I read the booklets, listened to the tapes, did what I thought was a study on the subject of the Holy Spirit, and ended up with a typical evangelical dispensational point of view. So I rejected what she had to say and figuratively threw cold water on her testimony. It was no surprise that she ended up leaving the church and going to the Pentecostal church. Yet, looking back, I realized that she was one of those “ships passing in the night.” God used her to sow seeds in my life about the baptism of the Holy Spirit that would later be harvested. I did not see her for a long time.

Then in 2011, when I was back in Australia visiting my brother, I discovered that Mrs. K. lived nearby. I met her again and expressed my thanks for what she had shared with me nearly 60 years ago.


Before I went into the ministry, I worked at the University of Sydney as an architect in the works department. The boss’s secretary was a lady named Maureen. Maureen was a Christian who belonged to a Baptist Church.

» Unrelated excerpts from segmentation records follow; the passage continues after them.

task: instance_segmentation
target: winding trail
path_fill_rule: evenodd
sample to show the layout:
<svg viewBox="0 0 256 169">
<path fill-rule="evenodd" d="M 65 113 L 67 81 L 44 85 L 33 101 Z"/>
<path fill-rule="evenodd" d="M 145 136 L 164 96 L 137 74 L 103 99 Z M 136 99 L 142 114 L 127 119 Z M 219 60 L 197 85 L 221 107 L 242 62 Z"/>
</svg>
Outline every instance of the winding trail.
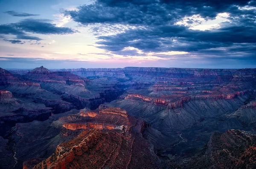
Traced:
<svg viewBox="0 0 256 169">
<path fill-rule="evenodd" d="M 15 144 L 14 144 L 14 145 L 13 145 L 14 150 L 15 146 Z M 13 158 L 14 158 L 14 160 L 15 161 L 15 163 L 14 163 L 14 165 L 13 165 L 13 167 L 12 167 L 13 169 L 15 168 L 15 166 L 16 166 L 16 165 L 17 164 L 17 163 L 18 163 L 18 159 L 16 157 L 16 154 L 17 154 L 16 152 L 15 151 L 14 151 L 14 152 L 13 153 Z"/>
<path fill-rule="evenodd" d="M 179 136 L 180 136 L 180 138 L 181 138 L 181 139 L 182 139 L 182 140 L 181 141 L 180 141 L 180 142 L 179 143 L 177 143 L 177 144 L 175 144 L 173 146 L 177 146 L 177 145 L 179 144 L 180 143 L 182 143 L 182 142 L 186 142 L 186 141 L 185 140 L 185 139 L 182 137 L 181 137 L 181 135 L 182 135 L 182 133 L 180 133 L 180 135 L 179 135 Z"/>
</svg>

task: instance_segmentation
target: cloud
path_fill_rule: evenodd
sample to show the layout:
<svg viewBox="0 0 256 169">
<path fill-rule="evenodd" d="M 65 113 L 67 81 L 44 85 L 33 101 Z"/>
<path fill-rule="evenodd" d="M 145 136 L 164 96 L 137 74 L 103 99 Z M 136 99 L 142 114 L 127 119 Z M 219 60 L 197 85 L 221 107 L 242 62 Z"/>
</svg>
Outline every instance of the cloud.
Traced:
<svg viewBox="0 0 256 169">
<path fill-rule="evenodd" d="M 13 34 L 17 39 L 41 40 L 42 39 L 27 33 L 43 34 L 72 34 L 77 31 L 65 27 L 57 27 L 49 20 L 25 19 L 16 23 L 0 25 L 0 34 Z"/>
<path fill-rule="evenodd" d="M 11 42 L 12 43 L 18 43 L 18 44 L 24 44 L 25 42 L 22 42 L 21 40 L 8 40 L 6 39 L 3 39 L 3 40 L 6 41 Z"/>
<path fill-rule="evenodd" d="M 153 52 L 166 57 L 168 53 L 163 52 L 176 51 L 201 57 L 207 52 L 241 57 L 255 54 L 252 49 L 256 48 L 256 3 L 238 0 L 97 0 L 64 14 L 80 24 L 93 26 L 97 47 L 112 54 L 142 56 L 145 54 L 141 52 Z M 212 25 L 204 25 L 210 21 Z M 201 29 L 192 29 L 195 26 Z M 99 33 L 117 27 L 120 30 L 112 34 Z M 134 49 L 125 50 L 128 47 Z"/>
<path fill-rule="evenodd" d="M 39 14 L 28 14 L 25 12 L 17 12 L 15 11 L 8 11 L 3 13 L 8 14 L 13 17 L 26 17 L 40 15 Z"/>
<path fill-rule="evenodd" d="M 35 36 L 28 36 L 25 34 L 17 34 L 16 35 L 17 39 L 26 39 L 28 40 L 41 40 L 42 39 Z"/>
<path fill-rule="evenodd" d="M 50 20 L 25 19 L 12 25 L 17 29 L 28 32 L 44 34 L 72 34 L 76 31 L 65 27 L 57 27 Z"/>
</svg>

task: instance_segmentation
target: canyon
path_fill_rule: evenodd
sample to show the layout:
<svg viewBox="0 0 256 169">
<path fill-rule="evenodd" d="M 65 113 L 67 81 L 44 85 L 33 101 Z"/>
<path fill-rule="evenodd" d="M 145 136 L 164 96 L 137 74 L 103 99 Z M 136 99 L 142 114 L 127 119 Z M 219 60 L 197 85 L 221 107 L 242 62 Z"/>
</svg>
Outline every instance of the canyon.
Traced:
<svg viewBox="0 0 256 169">
<path fill-rule="evenodd" d="M 0 168 L 256 167 L 256 69 L 0 68 Z"/>
</svg>

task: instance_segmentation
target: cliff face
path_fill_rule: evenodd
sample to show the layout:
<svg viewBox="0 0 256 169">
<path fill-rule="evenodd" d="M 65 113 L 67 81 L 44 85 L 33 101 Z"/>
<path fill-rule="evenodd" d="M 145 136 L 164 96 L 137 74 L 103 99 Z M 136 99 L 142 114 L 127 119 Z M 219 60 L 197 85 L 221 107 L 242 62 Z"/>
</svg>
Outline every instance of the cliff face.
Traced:
<svg viewBox="0 0 256 169">
<path fill-rule="evenodd" d="M 0 90 L 0 103 L 11 103 L 17 100 L 17 99 L 13 97 L 11 92 Z"/>
<path fill-rule="evenodd" d="M 59 145 L 55 153 L 33 169 L 155 168 L 158 163 L 148 146 L 127 128 L 86 130 Z"/>
<path fill-rule="evenodd" d="M 205 154 L 189 161 L 191 169 L 253 169 L 256 167 L 256 136 L 239 130 L 213 133 Z"/>
<path fill-rule="evenodd" d="M 100 109 L 94 112 L 82 109 L 78 115 L 60 119 L 65 121 L 64 127 L 72 130 L 92 129 L 111 130 L 130 124 L 126 111 L 116 107 Z"/>
<path fill-rule="evenodd" d="M 206 168 L 234 166 L 217 152 L 254 162 L 249 134 L 211 136 L 254 132 L 256 69 L 0 70 L 0 146 L 15 168 L 193 169 L 197 155 Z"/>
</svg>

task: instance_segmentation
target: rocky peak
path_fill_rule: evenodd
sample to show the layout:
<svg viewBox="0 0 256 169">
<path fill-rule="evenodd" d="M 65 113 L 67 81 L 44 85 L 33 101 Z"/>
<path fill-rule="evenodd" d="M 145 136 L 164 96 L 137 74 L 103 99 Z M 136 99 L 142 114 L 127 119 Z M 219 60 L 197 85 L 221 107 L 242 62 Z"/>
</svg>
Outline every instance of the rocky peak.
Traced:
<svg viewBox="0 0 256 169">
<path fill-rule="evenodd" d="M 44 68 L 42 66 L 40 67 L 38 67 L 33 69 L 30 72 L 31 73 L 49 73 L 50 71 L 45 68 Z"/>
</svg>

When I left to go into the ministry, I was sent back by my church to convert my diploma in architecture to a degree. She volunteered to help me. My major project was to write a thesis entitled “The Theological Basis of Methodist Church Architecture.” Back then, IBM, in pre-computer days, had just brought out the first automatic electronic typewriter. Maureen offered to type up my thesis on this new typewriter, and consequently, she did a beautiful job. I don’t know if her presentation helped or not, but I received the highest marks possible for my thesis and soon after received my Bachelor of Architecture degree.

I lost contact with her and never saw her again. However, for me, she represents the people that God brings into your life that help you in practical ways along life’s way.


In early 1980, I spoke at a leadership conference at North Heights Lutheran Church in St. Paul, Minnesota. In the afternoon session, I shared about the place of delegation in leadership. In the middle of the message, I felt God speak, and in my mind heard the words, “You are to delegate the ministry in Australia and move to America.” I was startled by the words. At the end of the session, a young Lutheran couple, who had been sitting at the back of the church, came up to me. They said that as I was preaching, they felt called to pray for me. The Lord had given them a word, “God wants to replace you; you are to have someone to take your place.” It was like God gave me an immediate confirmation of the word He had just spoken to me.

Interestingly enough, I never met them again until well over 20 years later when I was speaking at a pastors conference in South Dakota. But at the time, in 1980, we were “ships passing in the night,” and their words were so confirming.


Scripture has many examples of “ships passing in the night,” episodes in the life of Jesus. Let’s look at one – Simon of Cyrene, who was compelled to carry the cross of Jesus.

Willian Bradley, in his commentary, writes about this when he states, “Into the city, from one of the surrounding villages, there had come a man from far off Cyrene in North Africa, called Simon. It may be that for years he had scraped and saved to attend this one Passover–and now this terrible indignity and shame fell upon him; for he was compelled to carry the Cross of Jesus. When Mark tells the story, he identifies Simon as ‘the father of Alexander and Rufus’ (Mark 15:21). Such an identification can only mean that Alexander and Rufus were well known in the Church. And it must be that on that terrible day Jesus laid hold on Simon’s heart. That which to Simon had seemed his day of shame became his day of glory” (

A “ships passing in the night” kind of experience. The unexpected happened and it seems probable it changed his life forever.


Let me give you something to do. Why don’t you stop for a moment, or two, and let the Holy Spirit take you back and remind you of the ships in your life that have passed in the night. Let Him remind you of the people who made a significant impact on your life at that time. It may have been very brief and may not have had anything more to do with them across the years, but your time with them impacted your life.

Then turn it into prayer and give thanks to God for those people who were “ships passing in the night.’